You know a piece hasn't come together when you have to explain it.
The red coats are called "pinks".
Too much is almost enough.
— Frederick Seidel, 'Kill Poem'
Those lines fired off an interesting cluster of associations: fox-hunting (Seidel's writing about its traditional garb), Britain its country, its erstwhile empire (the 'pink bits' on the globe), and the blood and poppies (of wartime or of the opium trade) by which it was upheld.
And I'd wanted to do a hot-palette picture like the ones Phylum does so well; converging orange fur, red coat and blue/red flag towards pink sounded like fun.
Then, for a fictional frame, I thought of Sibyl (early thirties, mid-90s with her conceptual art career riding high) doing a photo series of posed self-portrait playing on the same concepts.

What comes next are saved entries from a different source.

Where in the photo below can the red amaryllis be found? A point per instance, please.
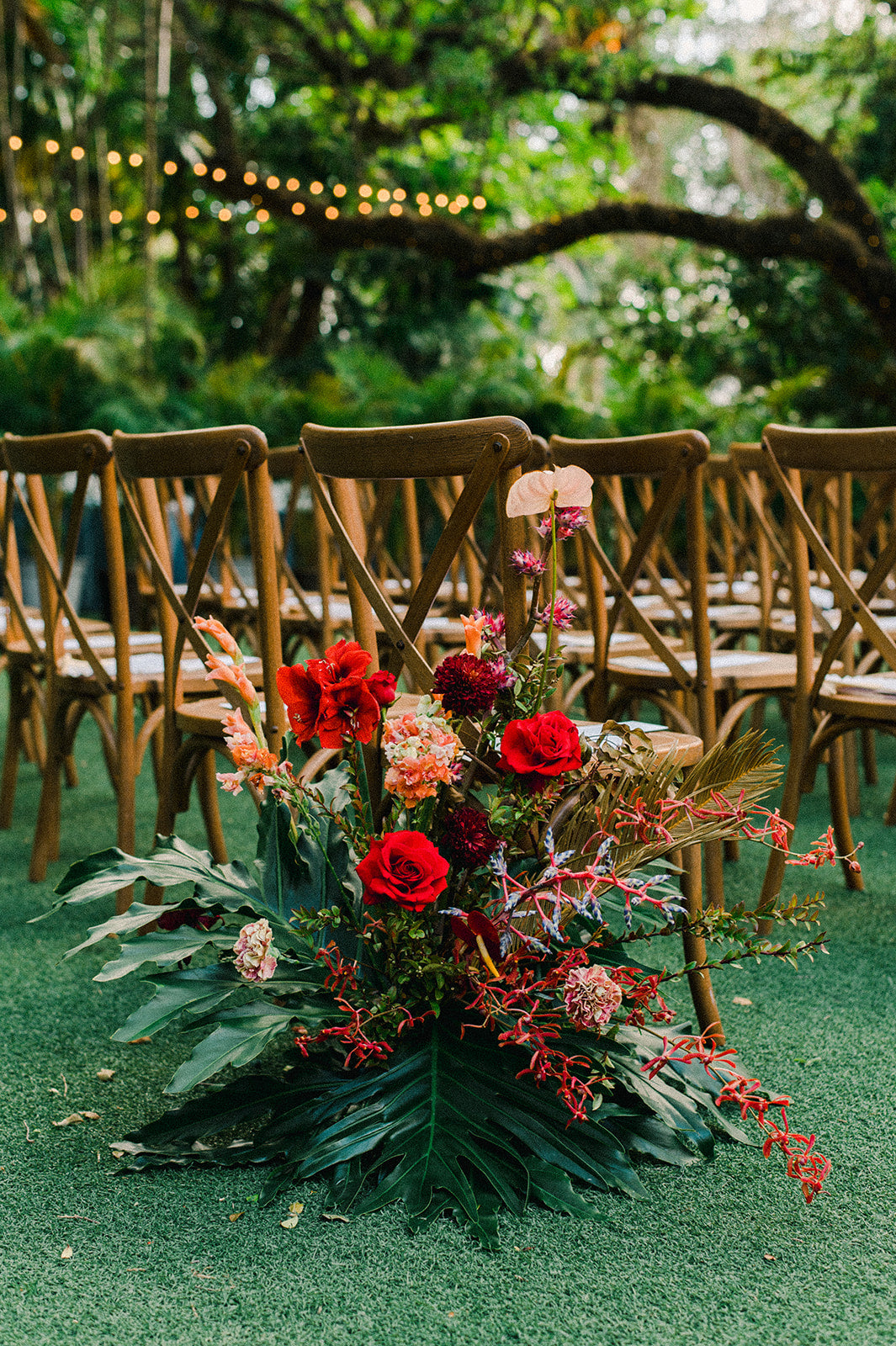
(332, 699)
(406, 868)
(469, 839)
(540, 749)
(467, 686)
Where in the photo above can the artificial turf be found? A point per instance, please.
(724, 1253)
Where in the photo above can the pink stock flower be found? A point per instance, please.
(527, 563)
(591, 996)
(256, 957)
(421, 750)
(564, 612)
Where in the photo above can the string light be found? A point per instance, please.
(339, 190)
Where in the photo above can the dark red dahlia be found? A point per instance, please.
(469, 839)
(467, 686)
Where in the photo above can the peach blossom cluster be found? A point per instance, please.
(256, 957)
(421, 750)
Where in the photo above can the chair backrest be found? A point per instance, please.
(482, 453)
(802, 464)
(53, 538)
(674, 464)
(221, 461)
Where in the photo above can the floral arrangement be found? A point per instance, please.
(453, 935)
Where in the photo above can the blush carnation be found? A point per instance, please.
(591, 996)
(467, 686)
(256, 957)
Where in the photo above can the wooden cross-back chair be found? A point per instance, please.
(486, 453)
(829, 703)
(697, 690)
(236, 458)
(66, 664)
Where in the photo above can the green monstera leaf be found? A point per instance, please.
(443, 1127)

Then I drew it... and it didn't work. It's meant to be ambiguous and critical, but instead it looks proud and celebratory; like strongly-posed portraits usually do. Should've thought of that. I couldn't find a simple way to problematise the image, and by that stage the juice didn't seem worth the squeeze.
So, I granted Sibyl the same doubts and the same artistic indolence, and had her scrap the shoot and offer a few reflections of her own.
Link
Ormur
Kind of the conceptual/visual art' version of Poe's law. But the coat is indeed nice.